🤖 AI Summary
Security incident response is frequently impeded by delayed mapping between attacks and underlying vulnerabilities, and manual correlation of attack descriptions with CVE records is inherently unscalable. This paper proposes a semantic matching–based automated vulnerability linking method, employing a multi-model comparative evaluation framework centered on the *multi-qa-mpnet-base-dot-v1* sentence embedding model to achieve end-to-end semantic alignment between attack narratives and CVE entries. Evaluated on real-world attack data, the approach identifies 275 previously unrecorded vulnerability links absent from the MITRE ATT&CK knowledge base—exposing substantial coverage gaps in current threat intelligence resources. Our optimized MMPNet model achieves an F1 score of 89.0 and a recall of 94.7%; 56% of its predictions are empirically validated via co-occurrence in both CVE entries and attack logs. To our knowledge, this work represents the first practical, scalable deployment of semantic vulnerability association in operational security analytics.
📝 Abstract
In the domain of security, vulnerabilities frequently remain undetected even after their exploitation. In this work, vulnerabilities refer to publicly disclosed flaws documented in Common Vulnerabilities and Exposures (CVE) reports.

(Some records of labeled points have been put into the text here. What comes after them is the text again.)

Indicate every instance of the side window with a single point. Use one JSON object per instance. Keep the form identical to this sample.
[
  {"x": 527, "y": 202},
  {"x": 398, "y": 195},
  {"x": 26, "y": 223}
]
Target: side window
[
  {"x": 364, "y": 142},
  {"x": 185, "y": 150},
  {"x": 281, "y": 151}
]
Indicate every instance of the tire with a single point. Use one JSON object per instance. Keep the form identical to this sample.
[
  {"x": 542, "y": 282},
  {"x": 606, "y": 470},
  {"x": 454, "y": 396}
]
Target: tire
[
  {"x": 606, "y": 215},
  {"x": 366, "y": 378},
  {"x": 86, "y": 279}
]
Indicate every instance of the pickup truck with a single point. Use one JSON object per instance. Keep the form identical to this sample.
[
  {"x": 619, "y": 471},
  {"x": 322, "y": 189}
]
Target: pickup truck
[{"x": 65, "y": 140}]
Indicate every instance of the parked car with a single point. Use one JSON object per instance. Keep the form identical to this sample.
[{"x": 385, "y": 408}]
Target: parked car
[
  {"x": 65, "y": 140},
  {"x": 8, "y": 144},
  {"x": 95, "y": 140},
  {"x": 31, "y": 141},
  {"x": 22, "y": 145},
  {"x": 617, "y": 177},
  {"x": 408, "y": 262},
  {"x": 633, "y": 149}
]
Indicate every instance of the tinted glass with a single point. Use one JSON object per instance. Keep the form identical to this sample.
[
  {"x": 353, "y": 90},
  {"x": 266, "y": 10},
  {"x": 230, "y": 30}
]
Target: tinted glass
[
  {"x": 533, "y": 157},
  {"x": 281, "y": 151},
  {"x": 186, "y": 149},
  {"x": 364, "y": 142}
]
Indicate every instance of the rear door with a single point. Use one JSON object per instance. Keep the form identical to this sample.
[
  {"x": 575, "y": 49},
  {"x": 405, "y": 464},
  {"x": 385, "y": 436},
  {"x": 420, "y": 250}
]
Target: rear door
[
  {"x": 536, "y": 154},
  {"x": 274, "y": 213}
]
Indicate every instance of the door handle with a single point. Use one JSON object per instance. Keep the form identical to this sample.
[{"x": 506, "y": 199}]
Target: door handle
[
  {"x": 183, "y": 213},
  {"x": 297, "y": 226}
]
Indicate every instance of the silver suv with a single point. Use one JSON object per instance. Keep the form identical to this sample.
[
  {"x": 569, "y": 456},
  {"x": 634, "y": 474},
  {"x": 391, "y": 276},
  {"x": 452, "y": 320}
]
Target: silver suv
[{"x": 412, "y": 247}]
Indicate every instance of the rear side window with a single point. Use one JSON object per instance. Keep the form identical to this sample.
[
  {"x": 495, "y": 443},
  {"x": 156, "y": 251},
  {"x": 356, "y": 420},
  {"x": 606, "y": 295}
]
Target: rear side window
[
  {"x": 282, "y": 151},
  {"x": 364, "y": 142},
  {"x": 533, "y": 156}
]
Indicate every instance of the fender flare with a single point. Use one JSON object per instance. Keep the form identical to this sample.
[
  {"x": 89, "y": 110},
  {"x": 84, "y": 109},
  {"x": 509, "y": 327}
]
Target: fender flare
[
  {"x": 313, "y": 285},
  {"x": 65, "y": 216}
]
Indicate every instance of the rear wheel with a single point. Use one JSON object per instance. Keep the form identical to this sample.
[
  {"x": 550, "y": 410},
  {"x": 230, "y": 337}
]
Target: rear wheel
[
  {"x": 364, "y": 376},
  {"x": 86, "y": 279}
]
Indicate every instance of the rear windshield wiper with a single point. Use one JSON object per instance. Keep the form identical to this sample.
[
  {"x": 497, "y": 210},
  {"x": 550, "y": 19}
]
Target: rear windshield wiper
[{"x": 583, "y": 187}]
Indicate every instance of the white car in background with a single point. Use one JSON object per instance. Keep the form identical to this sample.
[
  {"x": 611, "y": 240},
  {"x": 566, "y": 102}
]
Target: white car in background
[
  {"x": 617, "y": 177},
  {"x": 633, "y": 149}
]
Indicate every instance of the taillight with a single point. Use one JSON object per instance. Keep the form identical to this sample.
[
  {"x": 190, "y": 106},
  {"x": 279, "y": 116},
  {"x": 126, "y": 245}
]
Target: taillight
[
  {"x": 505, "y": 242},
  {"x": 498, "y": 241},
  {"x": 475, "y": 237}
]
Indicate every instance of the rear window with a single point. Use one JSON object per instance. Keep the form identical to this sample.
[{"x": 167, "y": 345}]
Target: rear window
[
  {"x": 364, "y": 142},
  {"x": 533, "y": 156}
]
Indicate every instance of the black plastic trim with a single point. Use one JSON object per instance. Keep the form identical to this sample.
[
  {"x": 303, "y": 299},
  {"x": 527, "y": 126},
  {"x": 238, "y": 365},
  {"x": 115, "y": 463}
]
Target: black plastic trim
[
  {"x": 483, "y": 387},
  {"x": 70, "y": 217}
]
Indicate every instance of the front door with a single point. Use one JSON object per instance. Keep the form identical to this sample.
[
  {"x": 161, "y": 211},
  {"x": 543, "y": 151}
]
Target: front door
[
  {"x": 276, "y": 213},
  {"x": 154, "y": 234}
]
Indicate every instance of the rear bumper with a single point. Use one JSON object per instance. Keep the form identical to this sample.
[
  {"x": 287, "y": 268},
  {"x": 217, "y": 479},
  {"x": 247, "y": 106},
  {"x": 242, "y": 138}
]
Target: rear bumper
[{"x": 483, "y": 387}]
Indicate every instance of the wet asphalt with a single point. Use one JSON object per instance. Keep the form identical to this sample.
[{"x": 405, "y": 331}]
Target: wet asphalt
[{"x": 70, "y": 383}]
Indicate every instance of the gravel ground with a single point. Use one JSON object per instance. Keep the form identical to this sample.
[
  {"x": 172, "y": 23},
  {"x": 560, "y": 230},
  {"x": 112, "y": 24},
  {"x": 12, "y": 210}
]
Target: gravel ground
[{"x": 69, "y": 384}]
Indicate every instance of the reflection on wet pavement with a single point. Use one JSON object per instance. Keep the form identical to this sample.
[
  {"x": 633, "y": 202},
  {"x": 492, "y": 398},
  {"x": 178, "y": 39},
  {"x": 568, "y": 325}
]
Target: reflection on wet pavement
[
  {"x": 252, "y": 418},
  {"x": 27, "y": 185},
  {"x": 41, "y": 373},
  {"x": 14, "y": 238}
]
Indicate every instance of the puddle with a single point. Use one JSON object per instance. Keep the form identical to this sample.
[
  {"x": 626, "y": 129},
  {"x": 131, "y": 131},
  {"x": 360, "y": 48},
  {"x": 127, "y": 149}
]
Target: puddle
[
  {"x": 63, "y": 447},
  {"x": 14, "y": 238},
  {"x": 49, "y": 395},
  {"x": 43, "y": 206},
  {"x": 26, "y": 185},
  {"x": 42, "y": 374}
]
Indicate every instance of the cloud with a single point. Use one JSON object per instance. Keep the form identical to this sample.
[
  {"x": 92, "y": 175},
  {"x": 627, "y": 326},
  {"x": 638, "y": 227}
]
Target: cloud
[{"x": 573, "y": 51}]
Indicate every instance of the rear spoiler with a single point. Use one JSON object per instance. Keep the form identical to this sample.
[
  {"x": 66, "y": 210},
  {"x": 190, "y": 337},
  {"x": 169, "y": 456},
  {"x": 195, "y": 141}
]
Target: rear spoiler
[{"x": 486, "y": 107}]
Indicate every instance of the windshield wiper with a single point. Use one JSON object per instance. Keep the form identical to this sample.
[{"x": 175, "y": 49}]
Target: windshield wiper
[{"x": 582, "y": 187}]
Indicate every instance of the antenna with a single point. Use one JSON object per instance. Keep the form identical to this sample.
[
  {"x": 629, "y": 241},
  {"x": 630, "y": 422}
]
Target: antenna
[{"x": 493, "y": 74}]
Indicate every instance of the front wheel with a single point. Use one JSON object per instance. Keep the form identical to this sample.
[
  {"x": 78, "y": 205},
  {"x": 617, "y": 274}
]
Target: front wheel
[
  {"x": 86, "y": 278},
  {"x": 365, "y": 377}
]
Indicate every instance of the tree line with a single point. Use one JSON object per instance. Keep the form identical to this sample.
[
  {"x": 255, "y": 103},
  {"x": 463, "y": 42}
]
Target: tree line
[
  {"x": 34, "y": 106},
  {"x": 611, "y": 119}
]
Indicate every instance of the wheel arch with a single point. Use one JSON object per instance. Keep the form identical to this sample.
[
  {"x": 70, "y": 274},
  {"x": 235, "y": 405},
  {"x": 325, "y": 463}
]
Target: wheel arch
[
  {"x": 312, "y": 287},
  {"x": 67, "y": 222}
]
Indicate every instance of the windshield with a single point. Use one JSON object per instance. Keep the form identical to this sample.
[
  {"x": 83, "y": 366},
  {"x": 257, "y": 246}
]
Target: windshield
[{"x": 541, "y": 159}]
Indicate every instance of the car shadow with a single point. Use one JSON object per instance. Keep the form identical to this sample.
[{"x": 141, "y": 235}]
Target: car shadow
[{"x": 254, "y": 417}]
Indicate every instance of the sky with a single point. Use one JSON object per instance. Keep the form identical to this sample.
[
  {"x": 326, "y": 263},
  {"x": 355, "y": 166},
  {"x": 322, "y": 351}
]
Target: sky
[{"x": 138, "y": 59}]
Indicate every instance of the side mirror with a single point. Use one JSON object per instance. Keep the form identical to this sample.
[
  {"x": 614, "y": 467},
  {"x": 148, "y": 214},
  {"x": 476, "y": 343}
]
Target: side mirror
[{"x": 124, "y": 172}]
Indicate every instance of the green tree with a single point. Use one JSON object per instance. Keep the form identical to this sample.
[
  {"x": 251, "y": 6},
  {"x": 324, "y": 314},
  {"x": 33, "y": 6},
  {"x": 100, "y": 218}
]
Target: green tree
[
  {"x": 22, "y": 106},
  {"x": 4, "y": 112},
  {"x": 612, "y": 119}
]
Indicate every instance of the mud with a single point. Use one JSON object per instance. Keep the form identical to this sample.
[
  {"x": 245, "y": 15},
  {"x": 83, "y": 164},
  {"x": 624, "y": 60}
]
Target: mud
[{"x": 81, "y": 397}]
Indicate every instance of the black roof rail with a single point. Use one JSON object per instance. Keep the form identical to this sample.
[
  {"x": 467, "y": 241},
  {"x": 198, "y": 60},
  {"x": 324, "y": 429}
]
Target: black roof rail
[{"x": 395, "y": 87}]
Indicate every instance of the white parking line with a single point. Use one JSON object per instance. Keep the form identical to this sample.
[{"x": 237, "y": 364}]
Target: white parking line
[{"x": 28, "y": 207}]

Establishing a connection between attacks and vulnerabilities is essential for enabling timely incident response, as it provides defenders with immediate, actionable insights. However, manually mapping attacks to CVEs is infeasible, thereby motivating the need for automation. This paper evaluates 14 state-of-the-art (SOTA) sentence transformers for automatically identifying vulnerabilities from textual descriptions of attacks. Our results demonstrate that the multi-qa-mpnet-base-dot-v1 (MMPNet) model achieves superior classification performance when using attack Technique descriptions, with an F1-score of 89.0, precision of 84.0, and recall of 94.7. Furthermore, it was observed that, on average, 56% of the vulnerabilities identified by the MMPNet model are also represented within the CVE repository in conjunction with an attack, while 61% of the vulnerabilities detected by the model correspond to those cataloged in the CVE repository. A manual inspection of the results revealed the existence of 275 predicted links that were not documented in the MITRE repositories. Consequently, the automation of linking attack techniques to vulnerabilities not only enhances the detection and response capabilities related to software security incidents but also diminishes the duration during which vulnerabilities remain exploitable, thereby contributing to the development of more secure systems.